In a matching funds program, a jurisdiction “matches” certain small-dollar donations that a candidate earns with public funds at a set rate. Most jurisdictions match only small-dollar contributions (e.g., $250 or less) and do not match contributions from certain sources (e.g., government contractors).  

Until the late 1990’s, most jurisdictions matched private contributions at a rate of 1-to-1, or at most 2-to-1. More recently, however, jurisdictions are opting for larger match rates. For example, New York City now matches private contributions 8-to-1 so that all New Yorkers can participate meaningfully in the campaign process. 

Of course, matching funds still require candidates to fundraise from private sources, but the burden of fundraising—and especially the dependence on big donors—is substantially reduced. In these jurisdictions, anyone with broad-based support can run a campaign, without spending all of their time chasing big donors. 

Success Stories 

In 1988, the New York City council enacted a matching funds program providing for a 1-to-1 match. In 2021, the city will match contributions 8-to-1. Nearly all candidates participate in the program during primary elections and a majority participate in general elections. The program has enabled more residents to run for office without relying on money from special interests. The city has also seen increased participation by voters in the political process. 

Other jurisdictions have followed suit. For example, in September 2014, Montgomery County, Maryland created a program to provide matching funds at tiered rates for contributions from county residents. In exchange for receiving public funds, participating candidates agreed to lower contribution limits and to forgo fundraising from corporations, PACs, and labor unions. In 2018, 60 percent of County Council candidates and half of all candidates for County Executive participated in the program. 

To learn more about matching fund programs or any other form of public financing, please email [email protected]

How does it work? 

In a voucher program, a jurisdiction distributes “vouchers” representing a small amount of public funds to every eligible resident, which can then be donated to a participating candidate. Once residents have donated their vouchers to a candidate, the candidate can redeem the voucher for public funds to use in their campaign.  

Vouchers enable all eligible residents to donate funds to their preferred candidates. This is a significant shift from privately financed campaigns, where only a small handful of residents contribute in a given election. Vouchers give everyone in a jurisdiction the ability to engage in this important form of civic participation. 

Success stories 

In 2015, voters in the City of Seattle successfully enacted the first “Democracy Voucher” program in the country. Every election year, all eligible Seattle residents receive four $25 vouchers, worth $100 in total. Eligible resident may donate any or all of their vouchers to any participating candidate. Participating candidates, in turn, agree to limit campaign spending and participate in at least three public debates. 

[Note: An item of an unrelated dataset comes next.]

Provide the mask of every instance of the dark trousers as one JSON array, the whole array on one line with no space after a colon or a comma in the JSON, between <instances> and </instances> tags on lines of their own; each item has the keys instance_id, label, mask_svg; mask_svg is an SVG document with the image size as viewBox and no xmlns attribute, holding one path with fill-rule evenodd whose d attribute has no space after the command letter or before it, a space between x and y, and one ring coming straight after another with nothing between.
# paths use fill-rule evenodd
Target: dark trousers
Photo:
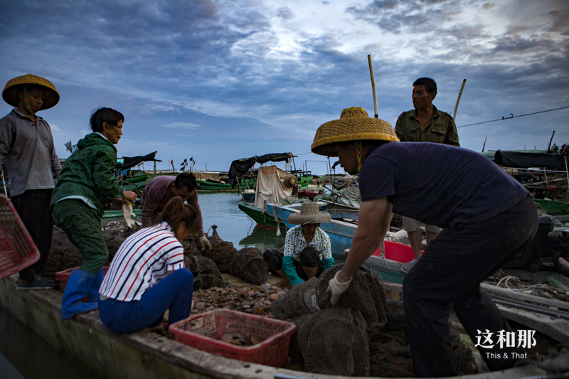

Seattle’s voucher program has dramatically increased the number and diversity of people involved in local democracy. During the program’s first year of implementation in 2017, over five times as many Seattle residents contributed in city council races compared to 2015. Eighty-eight percent of voucher users had never contributed to a local election campaign in Seattle. 

Vouchers are an innovative and still evolving form of publicly funded elections. But the idea is catching on.